VARIABLES.x[1] = (-VARIABLES.b + sqrt(VARIABLES.b^2 - 4 * VARIABLES.a * VARIABLES.c )) / 2 * VARIABLES.a;
That's a win, is it?
Do you consider it a win to intentionally write bad code just because it's easier to read?
That right there is one of the two roots returned by the quadratic formula -- but I couldn't tell that from reading it, or not easily. All that screaming about VARIABLES obscures what the code DOES. I don't do write-only code; readability is hugely important.
Bad code that's easy to read isn't bad code. Good code you can't read isn't good code.
It all boils down to a personal preference as to whether or not it's "good" or "bad" or easier to read or not.

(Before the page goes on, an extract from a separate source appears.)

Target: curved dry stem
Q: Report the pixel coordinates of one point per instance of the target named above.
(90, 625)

But, I can't help but wonder, if all CFML developers had been taught from day 1 to always prefix with the variables scope (just like form, url, session, etc...) and that was the accepted standard way of doing things, if it would still appear as "unreadable"?
I think one of the reasons it appears to look so odd is because most developers don't use it, so when you do see it it tends to stand out. While reading properly scoped form or url variables is perfectly fine because it's a widely used and accepted practice.

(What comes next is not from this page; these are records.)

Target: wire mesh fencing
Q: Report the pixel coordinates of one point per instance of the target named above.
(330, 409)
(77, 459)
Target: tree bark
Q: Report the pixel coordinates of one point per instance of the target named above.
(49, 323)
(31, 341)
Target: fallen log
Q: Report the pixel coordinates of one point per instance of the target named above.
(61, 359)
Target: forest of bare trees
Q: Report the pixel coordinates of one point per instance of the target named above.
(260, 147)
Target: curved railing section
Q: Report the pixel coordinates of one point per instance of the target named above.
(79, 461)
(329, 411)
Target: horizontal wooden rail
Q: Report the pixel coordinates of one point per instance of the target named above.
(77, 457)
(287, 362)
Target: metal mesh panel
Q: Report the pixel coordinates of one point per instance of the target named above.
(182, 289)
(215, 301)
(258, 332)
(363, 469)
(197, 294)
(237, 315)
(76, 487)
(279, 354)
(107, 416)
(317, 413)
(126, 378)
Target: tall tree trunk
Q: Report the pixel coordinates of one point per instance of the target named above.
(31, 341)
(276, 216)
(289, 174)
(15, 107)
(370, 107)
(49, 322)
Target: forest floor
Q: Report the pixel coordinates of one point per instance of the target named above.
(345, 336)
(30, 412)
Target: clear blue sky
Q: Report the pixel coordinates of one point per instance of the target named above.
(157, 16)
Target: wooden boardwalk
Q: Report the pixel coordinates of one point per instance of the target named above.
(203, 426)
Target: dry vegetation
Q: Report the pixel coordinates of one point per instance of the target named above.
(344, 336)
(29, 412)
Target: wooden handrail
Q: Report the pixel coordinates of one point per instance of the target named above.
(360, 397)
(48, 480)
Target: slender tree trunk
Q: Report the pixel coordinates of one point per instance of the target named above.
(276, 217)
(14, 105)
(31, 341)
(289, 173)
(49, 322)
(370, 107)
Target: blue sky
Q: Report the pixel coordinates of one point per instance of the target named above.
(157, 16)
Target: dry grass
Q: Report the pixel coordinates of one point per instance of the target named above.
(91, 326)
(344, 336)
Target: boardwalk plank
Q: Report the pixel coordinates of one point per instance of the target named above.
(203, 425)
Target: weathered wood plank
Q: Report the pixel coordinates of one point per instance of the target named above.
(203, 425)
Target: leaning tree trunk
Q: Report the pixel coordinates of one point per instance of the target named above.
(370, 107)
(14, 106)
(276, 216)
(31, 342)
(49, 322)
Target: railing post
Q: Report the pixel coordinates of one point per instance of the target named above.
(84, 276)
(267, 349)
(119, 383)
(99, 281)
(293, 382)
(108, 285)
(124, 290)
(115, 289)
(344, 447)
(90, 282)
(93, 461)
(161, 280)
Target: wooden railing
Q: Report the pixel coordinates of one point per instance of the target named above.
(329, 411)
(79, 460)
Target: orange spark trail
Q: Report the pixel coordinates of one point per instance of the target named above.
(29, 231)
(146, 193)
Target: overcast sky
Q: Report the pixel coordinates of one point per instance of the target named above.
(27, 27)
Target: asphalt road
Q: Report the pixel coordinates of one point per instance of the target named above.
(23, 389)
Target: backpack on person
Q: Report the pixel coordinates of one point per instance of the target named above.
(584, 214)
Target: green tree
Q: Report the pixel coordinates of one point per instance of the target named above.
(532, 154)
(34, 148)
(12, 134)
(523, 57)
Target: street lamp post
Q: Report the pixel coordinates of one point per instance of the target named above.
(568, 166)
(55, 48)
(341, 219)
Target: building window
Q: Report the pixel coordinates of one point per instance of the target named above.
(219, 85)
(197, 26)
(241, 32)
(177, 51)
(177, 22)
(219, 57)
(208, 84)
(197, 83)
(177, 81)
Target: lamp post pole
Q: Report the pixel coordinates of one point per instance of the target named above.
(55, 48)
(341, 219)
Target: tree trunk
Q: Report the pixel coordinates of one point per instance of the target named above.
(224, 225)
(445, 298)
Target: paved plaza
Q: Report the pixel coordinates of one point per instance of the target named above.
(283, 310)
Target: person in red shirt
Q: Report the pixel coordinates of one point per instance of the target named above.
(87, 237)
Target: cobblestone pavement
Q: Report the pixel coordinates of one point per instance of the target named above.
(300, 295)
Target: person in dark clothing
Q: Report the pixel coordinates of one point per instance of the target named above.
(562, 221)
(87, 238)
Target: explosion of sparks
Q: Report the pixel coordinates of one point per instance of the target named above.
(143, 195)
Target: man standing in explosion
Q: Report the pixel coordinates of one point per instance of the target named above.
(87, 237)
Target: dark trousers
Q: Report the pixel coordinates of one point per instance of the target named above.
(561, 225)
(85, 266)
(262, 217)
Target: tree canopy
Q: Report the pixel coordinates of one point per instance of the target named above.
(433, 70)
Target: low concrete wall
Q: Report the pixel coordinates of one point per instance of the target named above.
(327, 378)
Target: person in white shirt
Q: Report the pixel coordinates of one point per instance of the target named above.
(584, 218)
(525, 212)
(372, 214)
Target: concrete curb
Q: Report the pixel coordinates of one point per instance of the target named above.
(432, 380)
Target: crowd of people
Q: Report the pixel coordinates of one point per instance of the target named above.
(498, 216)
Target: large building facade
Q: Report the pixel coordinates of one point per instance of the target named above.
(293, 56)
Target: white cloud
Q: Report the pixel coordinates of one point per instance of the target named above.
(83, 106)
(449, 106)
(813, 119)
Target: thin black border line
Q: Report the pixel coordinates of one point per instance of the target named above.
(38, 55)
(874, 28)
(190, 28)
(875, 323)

I think maybe it really comes down to a matter of perception. The word "variables" looks odd tacked on the front of your variable, but "arguments" or "application" look fine even though they have just as many, or more, letters than the world "variables".
I did a quick test, and the non-scoped version consistently out performs the scoped version!

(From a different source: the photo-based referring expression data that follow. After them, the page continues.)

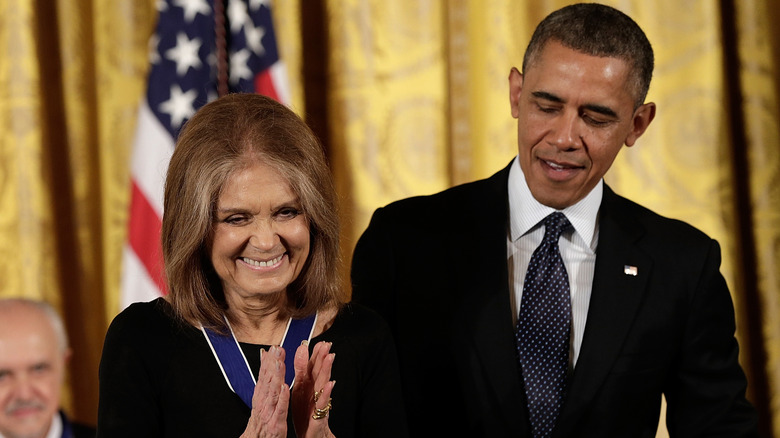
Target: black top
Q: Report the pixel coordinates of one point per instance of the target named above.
(158, 378)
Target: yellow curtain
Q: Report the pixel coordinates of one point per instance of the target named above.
(417, 101)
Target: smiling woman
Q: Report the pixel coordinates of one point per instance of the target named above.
(251, 248)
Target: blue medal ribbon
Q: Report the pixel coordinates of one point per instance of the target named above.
(235, 367)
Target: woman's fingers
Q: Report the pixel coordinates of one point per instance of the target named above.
(271, 397)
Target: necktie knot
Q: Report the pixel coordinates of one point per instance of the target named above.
(554, 225)
(543, 329)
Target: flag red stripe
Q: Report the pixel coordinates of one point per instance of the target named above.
(144, 236)
(264, 84)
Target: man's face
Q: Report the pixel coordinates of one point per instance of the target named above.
(574, 112)
(31, 372)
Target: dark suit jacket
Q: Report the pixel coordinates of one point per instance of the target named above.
(436, 268)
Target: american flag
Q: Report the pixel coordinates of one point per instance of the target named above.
(191, 38)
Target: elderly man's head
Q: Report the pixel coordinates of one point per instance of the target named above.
(33, 354)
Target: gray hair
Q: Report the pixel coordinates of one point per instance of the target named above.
(597, 30)
(48, 311)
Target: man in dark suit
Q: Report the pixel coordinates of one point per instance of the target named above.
(646, 310)
(33, 354)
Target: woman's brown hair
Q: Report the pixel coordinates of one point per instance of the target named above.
(226, 135)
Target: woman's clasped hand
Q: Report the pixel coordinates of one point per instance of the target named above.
(311, 391)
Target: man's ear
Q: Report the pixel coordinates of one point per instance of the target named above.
(642, 118)
(515, 87)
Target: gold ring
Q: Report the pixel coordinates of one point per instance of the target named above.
(322, 413)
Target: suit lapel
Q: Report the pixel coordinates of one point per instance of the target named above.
(615, 300)
(487, 306)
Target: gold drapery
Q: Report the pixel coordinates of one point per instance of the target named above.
(415, 98)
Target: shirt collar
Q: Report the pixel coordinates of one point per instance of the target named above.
(55, 429)
(525, 211)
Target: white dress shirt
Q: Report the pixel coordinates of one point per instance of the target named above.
(55, 430)
(577, 247)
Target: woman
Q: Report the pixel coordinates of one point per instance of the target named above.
(251, 251)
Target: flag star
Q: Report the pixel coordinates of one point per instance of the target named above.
(180, 105)
(254, 37)
(237, 15)
(154, 52)
(255, 4)
(193, 8)
(238, 66)
(185, 54)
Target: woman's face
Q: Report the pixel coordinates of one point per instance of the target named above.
(261, 235)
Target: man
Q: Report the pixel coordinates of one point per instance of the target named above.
(619, 305)
(33, 353)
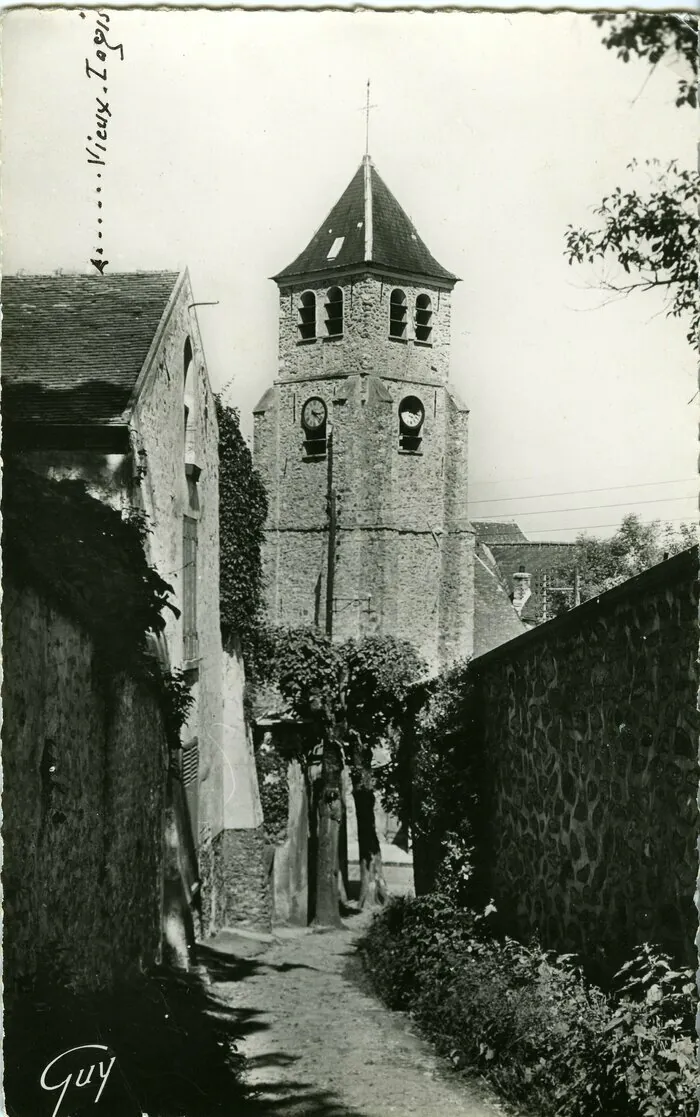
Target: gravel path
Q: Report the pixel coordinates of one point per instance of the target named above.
(320, 1044)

I don't know if this blog will take the code format, but here it is:
<cftimer label="Non Scoped" type="outline">
<cfset myName = structNew()>
<cfloop from='1' to='10000' index="i">
<cfset myName[i] = "Eric#i#">
<cfif structKeyExists(myName,i) and myName[i] neq "">
<cfoutput>#myName[i]# </cfoutput>
</cfif>
</cfloop>
</cftimer>
<br >
<cftimer label="Scoped" type="outline">
<cfset variables.myName = structNew()>
<cfloop from='1' to='10000' index="variables.j">
<cfset variables.myName[variables.j] = "Eric#variables.j#">
<cfif structKeyExists(variables.myName,variables.j) and variables.myName[variables.j] neq "">
<cfoutput>#variables.myName[variables.j]# </cfoutput>
</cfif>
</cfloop>
</cftimer>
cftimer must be enabled to see the results.
Yeah, and it's the best argument for changing the scoping rules I can think of. ARGUMENTS and APPLICATION and FORM are *foreign*. They are *other*. I don't have a problem referring to them explicitly, and it frankly baffles me that they're *allowed* to pollute the local namespace. If I want to talk about a URL variable I'll bleeding well tell you to go look in the URL scope.
I'd settle for a compromise, you know. If I have to preface a local variable with a single symbol, like $ or something, I could go with that. I survived doing it in BASIC, after all. But all this "VARIABLES." business savages clarity -- a line with three references gets thirty characters longer!
<cfquery name = "qSomeQuery">
SELECT someValue
FROM someTable
</cfquery>
<cfset someValue = "x">
<cfset form.someValue = "y">
<cfset url.someValue = "z">
<cfoutput query = "qSomeQuery">#someValue#</cfotuput>
To me it is not clear what the programmer intended and now i have to maintain it. I try to write code so anyone who follows knows what my intentions are.
Thanks